MESSINA. Disastro ambientale in concorso, peculato e falsità ideologica commessa da pubblico ufficiale in atti pubblici. Sono queste le ipotesi di reato contestate dalla Procura di Messina, nell’ambito delle indagini sui lavori di messa in sicurezza dopo il movimento franoso lungo la A18 a Letojanni, al direttore generale del Consorzio Autostrade Siciliane Salvatore Pirrone, al dirigente dello stesso Cas Gaspare Sceusa e all’imprenditore di Letojanni Francesco Musumeci, raggiunti stamani da una misura cautelare interdittiva. I primi due sono stati sospesi dall’esercizio del pubblico ufficio per 1 anno ed il terzo, invece, non potrà esercitare l’attività di impresa per 8 mesi.

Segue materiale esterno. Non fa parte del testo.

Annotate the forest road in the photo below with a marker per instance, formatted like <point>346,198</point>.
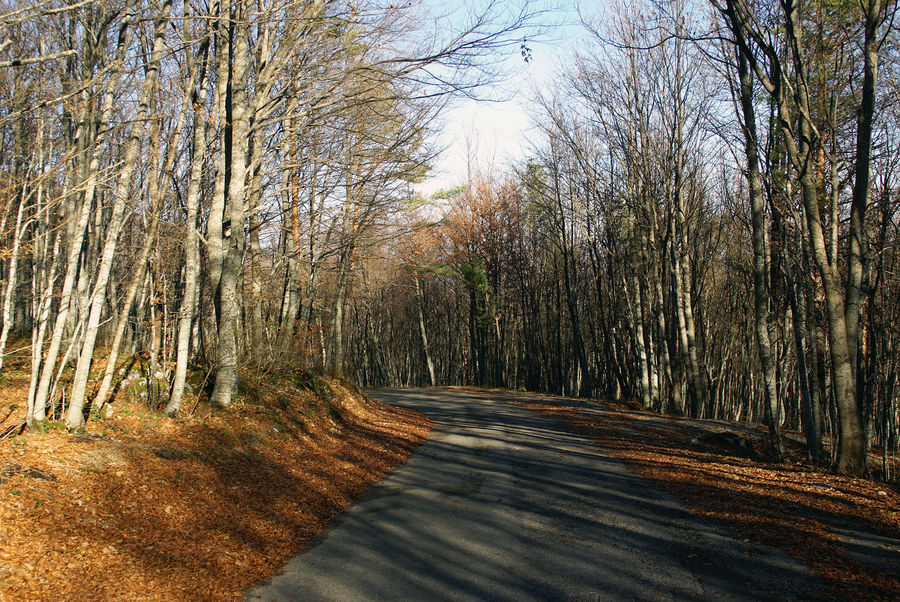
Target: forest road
<point>501,503</point>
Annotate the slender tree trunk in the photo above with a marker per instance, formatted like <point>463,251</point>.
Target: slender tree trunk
<point>760,287</point>
<point>74,416</point>
<point>420,299</point>
<point>236,142</point>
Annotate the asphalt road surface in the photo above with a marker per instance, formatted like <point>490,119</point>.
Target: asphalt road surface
<point>502,503</point>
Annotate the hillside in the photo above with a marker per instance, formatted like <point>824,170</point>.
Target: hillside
<point>145,507</point>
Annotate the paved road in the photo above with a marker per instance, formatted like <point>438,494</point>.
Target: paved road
<point>503,504</point>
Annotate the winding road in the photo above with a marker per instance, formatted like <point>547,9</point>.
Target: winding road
<point>501,503</point>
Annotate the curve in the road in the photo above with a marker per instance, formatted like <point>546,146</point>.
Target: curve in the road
<point>504,504</point>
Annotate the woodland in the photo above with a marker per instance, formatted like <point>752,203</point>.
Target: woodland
<point>708,224</point>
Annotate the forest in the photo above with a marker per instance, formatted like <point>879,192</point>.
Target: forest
<point>708,223</point>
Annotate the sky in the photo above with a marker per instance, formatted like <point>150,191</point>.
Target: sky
<point>499,133</point>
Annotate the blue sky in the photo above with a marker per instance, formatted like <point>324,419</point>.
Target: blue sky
<point>497,133</point>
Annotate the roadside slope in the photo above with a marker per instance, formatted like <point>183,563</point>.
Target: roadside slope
<point>143,507</point>
<point>847,530</point>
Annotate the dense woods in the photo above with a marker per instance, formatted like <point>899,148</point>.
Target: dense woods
<point>708,223</point>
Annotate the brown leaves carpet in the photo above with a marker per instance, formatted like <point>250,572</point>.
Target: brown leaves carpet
<point>794,506</point>
<point>199,508</point>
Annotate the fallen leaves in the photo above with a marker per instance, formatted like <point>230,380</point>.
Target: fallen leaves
<point>201,508</point>
<point>793,507</point>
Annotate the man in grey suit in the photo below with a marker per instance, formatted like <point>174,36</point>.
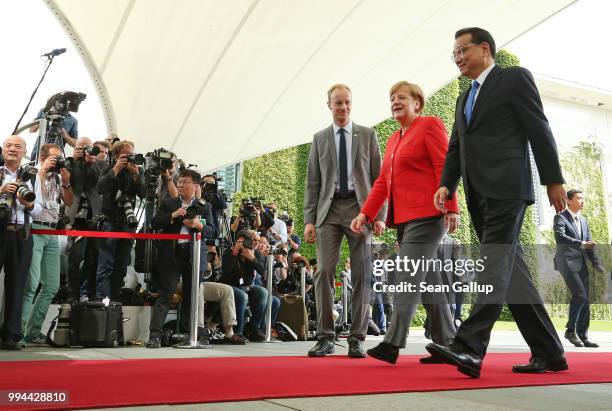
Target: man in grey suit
<point>574,246</point>
<point>344,161</point>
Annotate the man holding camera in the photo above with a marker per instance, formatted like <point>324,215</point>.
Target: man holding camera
<point>85,170</point>
<point>210,193</point>
<point>240,267</point>
<point>343,164</point>
<point>15,240</point>
<point>119,187</point>
<point>177,215</point>
<point>52,187</point>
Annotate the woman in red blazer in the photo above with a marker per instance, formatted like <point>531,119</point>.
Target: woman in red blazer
<point>409,178</point>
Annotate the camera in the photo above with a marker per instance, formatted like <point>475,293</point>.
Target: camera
<point>124,202</point>
<point>61,162</point>
<point>194,210</point>
<point>137,159</point>
<point>247,243</point>
<point>280,251</point>
<point>92,151</point>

Al centro di due distinte attività investigative, condotte dai carabinieri della Compagnia di Taormina e dalla sezione di polizia giudiziaria presso la Procura peloritana, i lavori di somma urgenza per la messa in sicurezza della carreggiata di un ampio tratto dell’autostrada A18, all’altezza di Letojanni, interessata da un movimento franoso nell’ottobre 2015. In particolare le indagini avrebbero evidenziato una serie di condotte illecite sia durante la fase di progettazione che durante quella di esecuzione degli interventi. Addirittura la barriera realizzata per il contenimento del movimento franoso sarebbe risultata totalmente inadeguata rispetto al livello di rischio idrogeologico.
Nessun controllo sarebbe stato esercitato dai due dirigenti pubblici, che avrebbero così consentito all’imprenditore di eseguire i lavori con materiali di scarsa qualità, ottenendo così ingiusti profitti e mettendo soprattutto a repentaglio l’incolumità degli automobilisti in transito in quel tratto autostradale e dei residenti di quella zona. Non solo. L’inchiesta avrebbe evidenziato come nessun progetto esecutivo dell’intervento sia stato realizzato dal Cas, stazione appaltante. Sarebbe stata la stessa impresa esecutrice ad affidare la realizzazione del progetto ad un geologo ed un ingegnere, facendo poi risultare che fosse stato elaborato dal Cas poiché redatto su carta intestata dell’ente. Con una perizia di variante, poi, il compenso dei due professionisti sarebbe stato imputato allo stesso ente dai due dirigenti indagati, incorrendo così nel reato di peculato.
In tutto sono sei gli indagati, tre dei quali non raggiunti da alcun provvedimento. Tra loro anche due professionisti, un geologo ed un ingegnere, ed un funzionario del consorzio, adesso in pensione, accusato di avere redatto atti ideologicamente falsi, in relazione ai certificati di stato di avanzamento lavori emessi tra il novembre del 2015 ed il gennaio del 2016.